Viven en tiendas de campaña aún
CIUDAD DE MÉXICO (EFE).— Como si el tiempo se hubiera parado, centenares de personas de Iztapalapa, uno de los rincones más populares de Ciudad de México, viven todavía en tiendas de campaña tras perder sus casas en el terremoto del 19 de septiembre de 2017.
“Estamos olvidados, hace ya un año y no se ha resuelto nada en absoluto”, explicó Mauro Alvarado Martínez, desde una de las tiendas de campaña azules que les regaló el gobierno chino hace casi un año, y que ha convertido en su hogar y en una pequeña tienda de dulces.
Su situación es dramática. Mauro tiene 56 años y la diabetes lo dejó completamente ciego hace unos años, lo que acentúa la inseguridad de vivir en una carpa en medio de la calle.
Su casa se dañó porque su colonia atraviesa una zona de grietas, que el sismo abrió.
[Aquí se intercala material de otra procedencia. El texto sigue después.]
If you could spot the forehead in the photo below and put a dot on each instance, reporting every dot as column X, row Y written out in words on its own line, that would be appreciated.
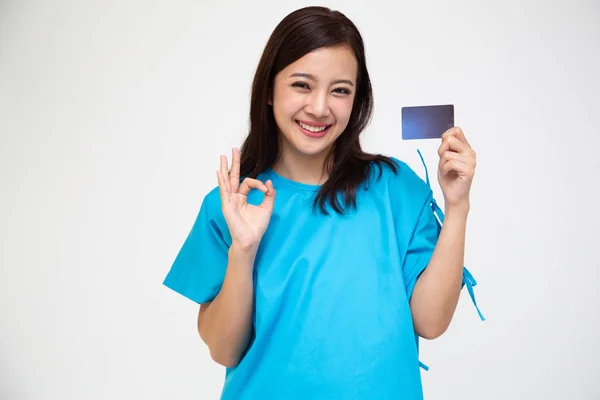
column 326, row 63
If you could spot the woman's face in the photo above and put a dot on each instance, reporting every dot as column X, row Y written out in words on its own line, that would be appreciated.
column 312, row 100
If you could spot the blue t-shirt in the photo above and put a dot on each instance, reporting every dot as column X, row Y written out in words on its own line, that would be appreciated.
column 332, row 317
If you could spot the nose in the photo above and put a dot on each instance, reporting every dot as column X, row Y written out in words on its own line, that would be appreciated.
column 318, row 105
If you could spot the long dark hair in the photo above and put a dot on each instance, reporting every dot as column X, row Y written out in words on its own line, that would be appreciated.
column 299, row 33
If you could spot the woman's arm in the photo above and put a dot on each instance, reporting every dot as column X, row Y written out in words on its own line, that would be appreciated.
column 437, row 290
column 225, row 324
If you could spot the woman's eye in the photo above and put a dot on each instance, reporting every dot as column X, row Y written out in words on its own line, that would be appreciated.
column 300, row 85
column 343, row 90
column 304, row 85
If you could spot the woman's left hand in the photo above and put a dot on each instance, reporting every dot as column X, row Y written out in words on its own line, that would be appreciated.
column 456, row 168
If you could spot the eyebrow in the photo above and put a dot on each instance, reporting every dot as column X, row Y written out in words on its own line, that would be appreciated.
column 309, row 76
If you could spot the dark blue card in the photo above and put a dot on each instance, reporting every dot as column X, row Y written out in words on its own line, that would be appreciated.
column 426, row 122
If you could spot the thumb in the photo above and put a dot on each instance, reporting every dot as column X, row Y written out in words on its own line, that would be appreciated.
column 269, row 199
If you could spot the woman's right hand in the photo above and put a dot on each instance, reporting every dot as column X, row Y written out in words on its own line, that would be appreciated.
column 247, row 223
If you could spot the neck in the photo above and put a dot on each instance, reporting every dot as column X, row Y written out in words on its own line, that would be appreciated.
column 301, row 168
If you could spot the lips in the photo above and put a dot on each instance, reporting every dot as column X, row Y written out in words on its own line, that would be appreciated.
column 312, row 134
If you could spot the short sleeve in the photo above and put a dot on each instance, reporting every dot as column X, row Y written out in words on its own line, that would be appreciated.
column 199, row 268
column 420, row 246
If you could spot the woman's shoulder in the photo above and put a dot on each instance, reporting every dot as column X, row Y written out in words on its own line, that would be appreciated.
column 399, row 176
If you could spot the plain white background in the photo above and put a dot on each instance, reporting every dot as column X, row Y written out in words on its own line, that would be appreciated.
column 112, row 118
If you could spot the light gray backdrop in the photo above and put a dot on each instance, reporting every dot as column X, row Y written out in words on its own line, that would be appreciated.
column 112, row 118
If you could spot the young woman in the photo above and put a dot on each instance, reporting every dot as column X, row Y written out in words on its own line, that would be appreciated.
column 318, row 266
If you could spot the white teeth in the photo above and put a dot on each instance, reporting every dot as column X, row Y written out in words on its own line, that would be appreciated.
column 311, row 128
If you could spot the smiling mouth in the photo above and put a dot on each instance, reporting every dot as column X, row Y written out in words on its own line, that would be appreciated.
column 312, row 130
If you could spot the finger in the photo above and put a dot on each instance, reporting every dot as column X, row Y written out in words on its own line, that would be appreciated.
column 451, row 155
column 269, row 199
column 457, row 166
column 250, row 183
column 222, row 188
column 225, row 173
column 456, row 132
column 234, row 176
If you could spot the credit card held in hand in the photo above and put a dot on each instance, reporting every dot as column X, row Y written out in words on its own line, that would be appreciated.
column 426, row 122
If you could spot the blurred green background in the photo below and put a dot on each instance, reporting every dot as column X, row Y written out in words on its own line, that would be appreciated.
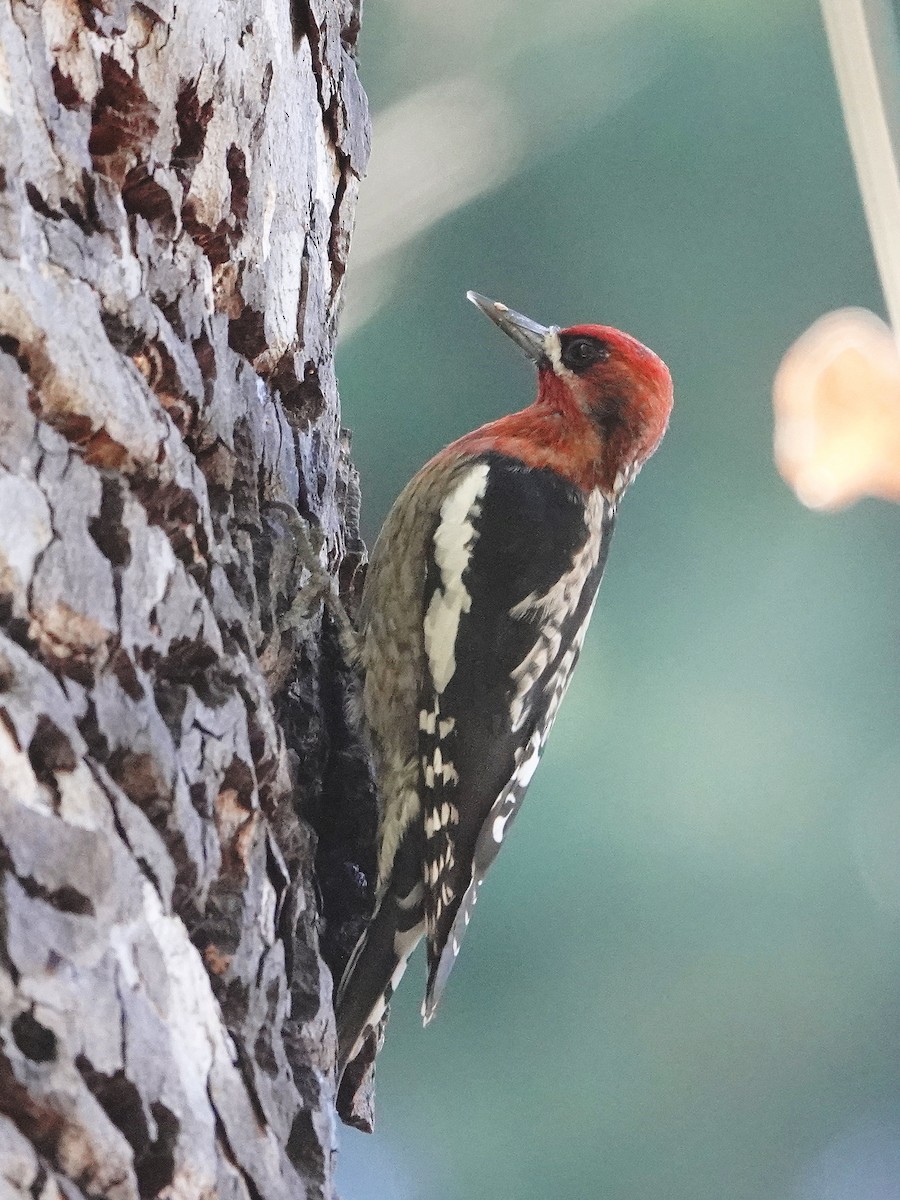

En todo este tiempo, recibió algunos meses ayuda para el alquiler, pero ninguna solución para una reconstrucción de su vivienda.
En una situación similar está Hermilo Baltazar, quien a sus 65 años comparte una tienda de campaña con su esposa Carmen, mientras trece miembros de su familia duermen en otras.
“En diciembre hubo mucho frío, y ahora mucho calor”, indicó el hombre, quien ahora reclama lonas porque el techo se desgastó.
Lo que queda de su casa es aterrador. Si bien la vivienda aún se mantiene en pie, sus cimientos son un socavón de más de dos metros, que con los meses no ha hecho más que profundizarse, como una herida abierta.
Como muchos damnificados alega descontrol en el otorgamiento de ayudas y la revisión de las viviendas.
A él, por ejemplo, le ofrecieron una tarjeta con unos 120,000 pesos del Banco del Ahorro Nacional para la reconstrucción de su casa. Pero Hermilo Baltazar tiene un dictamen oficial que indica que su vivienda debe demolerse y ser reubicada. Su futuro y el de los suyos pende de un hilo.